Em seguida, terão início as primeiras oficinas técnico científicas na região. Já foram realizadas visitas técnicas no local no ano passado. Essa é mais uma etapa da iniciativa que envolve a prefeitura de Porto Alegre e técnicos dos Países Baixos, por meio da Universidade Delft, além de empresas privadas e a Ufrgs, entre outros parceiros.
O acordo foi articulado pelo Programa das Nações Unidas para o Desenvolvimento (Pnud) ao custo de R$ 7,2 milhões pagos pela prefeitura de Porto Alegre. A previsão é que a conclusão do estudo da região ocorra em agosto de 2026. O documento final conterá um mapeamento das condições da região, áreas que poderão ser ocupadas, assim como aquelas que deverão ser esvaziadas pelos riscos. Além disso, apresentará soluções para tal realidade.

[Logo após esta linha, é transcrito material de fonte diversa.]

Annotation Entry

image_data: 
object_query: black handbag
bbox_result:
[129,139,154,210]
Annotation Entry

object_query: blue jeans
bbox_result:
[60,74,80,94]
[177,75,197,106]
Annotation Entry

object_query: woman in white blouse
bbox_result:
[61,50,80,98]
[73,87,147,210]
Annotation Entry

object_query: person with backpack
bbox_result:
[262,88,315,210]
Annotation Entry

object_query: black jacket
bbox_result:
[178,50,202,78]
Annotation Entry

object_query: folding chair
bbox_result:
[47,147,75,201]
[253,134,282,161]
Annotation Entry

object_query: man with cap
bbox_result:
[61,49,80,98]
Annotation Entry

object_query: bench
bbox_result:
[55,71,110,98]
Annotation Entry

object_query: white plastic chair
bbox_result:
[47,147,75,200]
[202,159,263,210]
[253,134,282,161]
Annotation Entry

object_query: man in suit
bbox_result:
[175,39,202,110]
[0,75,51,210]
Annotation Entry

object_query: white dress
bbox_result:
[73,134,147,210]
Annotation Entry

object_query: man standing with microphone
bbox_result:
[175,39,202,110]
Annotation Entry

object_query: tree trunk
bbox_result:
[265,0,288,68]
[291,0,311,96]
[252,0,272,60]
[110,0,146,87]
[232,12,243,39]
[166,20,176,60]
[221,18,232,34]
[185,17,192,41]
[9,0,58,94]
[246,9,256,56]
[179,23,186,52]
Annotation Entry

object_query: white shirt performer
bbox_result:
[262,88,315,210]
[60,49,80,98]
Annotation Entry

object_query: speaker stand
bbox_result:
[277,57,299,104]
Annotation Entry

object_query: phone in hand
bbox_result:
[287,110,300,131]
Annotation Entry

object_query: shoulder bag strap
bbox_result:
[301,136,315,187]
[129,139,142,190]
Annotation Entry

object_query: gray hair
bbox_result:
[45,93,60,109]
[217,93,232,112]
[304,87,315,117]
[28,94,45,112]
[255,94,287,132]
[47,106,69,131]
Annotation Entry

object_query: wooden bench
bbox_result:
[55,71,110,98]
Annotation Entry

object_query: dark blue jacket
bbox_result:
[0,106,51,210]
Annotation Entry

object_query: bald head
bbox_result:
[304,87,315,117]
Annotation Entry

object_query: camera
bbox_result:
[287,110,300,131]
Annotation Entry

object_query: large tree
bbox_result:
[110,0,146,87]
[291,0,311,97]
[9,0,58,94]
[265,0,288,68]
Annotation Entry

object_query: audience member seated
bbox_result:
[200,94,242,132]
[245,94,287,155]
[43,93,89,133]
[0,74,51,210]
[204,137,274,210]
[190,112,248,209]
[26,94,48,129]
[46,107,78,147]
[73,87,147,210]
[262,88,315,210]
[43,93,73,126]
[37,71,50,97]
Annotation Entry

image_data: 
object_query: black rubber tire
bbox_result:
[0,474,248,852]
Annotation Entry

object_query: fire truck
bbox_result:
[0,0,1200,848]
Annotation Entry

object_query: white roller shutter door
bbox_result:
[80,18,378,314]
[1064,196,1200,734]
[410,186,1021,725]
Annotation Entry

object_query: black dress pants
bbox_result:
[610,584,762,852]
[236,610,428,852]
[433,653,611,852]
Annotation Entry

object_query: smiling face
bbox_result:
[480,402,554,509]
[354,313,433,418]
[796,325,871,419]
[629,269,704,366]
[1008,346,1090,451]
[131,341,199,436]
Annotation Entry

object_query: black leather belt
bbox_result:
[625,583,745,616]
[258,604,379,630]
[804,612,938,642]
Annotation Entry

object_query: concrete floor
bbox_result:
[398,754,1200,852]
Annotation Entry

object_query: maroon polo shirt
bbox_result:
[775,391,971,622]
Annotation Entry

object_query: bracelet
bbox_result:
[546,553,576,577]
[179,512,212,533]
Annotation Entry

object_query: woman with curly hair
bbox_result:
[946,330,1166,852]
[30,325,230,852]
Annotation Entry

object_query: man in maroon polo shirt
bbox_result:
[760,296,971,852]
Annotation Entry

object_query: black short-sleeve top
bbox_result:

Porém, os desafios da ocupação dessa região são grandes e, segundo a pesquisadora Taneha Bacchin, que coordena o projeto, a escuta vai ser a principal ferramenta.
"É preciso muita escuta para compreender a complexidade e encontrar as melhores soluções", enfatizou ela, que integra a Faculdade de Arquitetura e Ambiente Construído da Delft.
Projeto
O projeto foi discutido na manhã desta segunda-feira durante visita da comitiva gaúcha à universidade de Delft, na Holanda, que integra a parceria.